Prediction of tensile behavior of compression therapeutic biomedical materials by mesoscale laid-in loop model

Tubular laid-in weft-knitted compression (LWC) therapeutic materials have been extensively applied in medical clinic treatment and daily healthcare management. Limited studies have explored the mechanical mechanisms through the numerical analytical models for the development and performance prediction of laid-in fabrics. This study developed the three-dimensional (3D) finite element (FE) laid-in loop model to simulate and predict the tensile behaviors of LWC materials based on the determination of geometric models and investigation of yarn mechanical properties.
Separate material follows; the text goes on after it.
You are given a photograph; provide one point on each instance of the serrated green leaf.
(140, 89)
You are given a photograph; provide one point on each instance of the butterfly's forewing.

Through the constructed FE mesoscale models with various physical-mechanical characteristics of inlay yarn materials, it was found that the ground yarns and inlay yarns played distinct roles in producing tensile stresses under the course and wale direction of stretching strains. These tensile stresses determined the selection of yarn materials for controlling the tension of laid-in knitted fabrics in end applications. Then, the interfacial pressure dosages exerted by LWC materials were quantitively obtained based on the simulated Young's moduli values and modification of Laplace's Law model. The accuracy and acceptability of proposed mechanical laid-in models (mean error: 10.22 %) and pressure prediction models (mean error: 14.70 %) were validated by the comparative studies. The simulation methods and results created a visual tool for dynamically illustrating the tensile behaviors and predicting pressure performances of the elastic therapeutic materials in functional material design of biomedical compression textiles.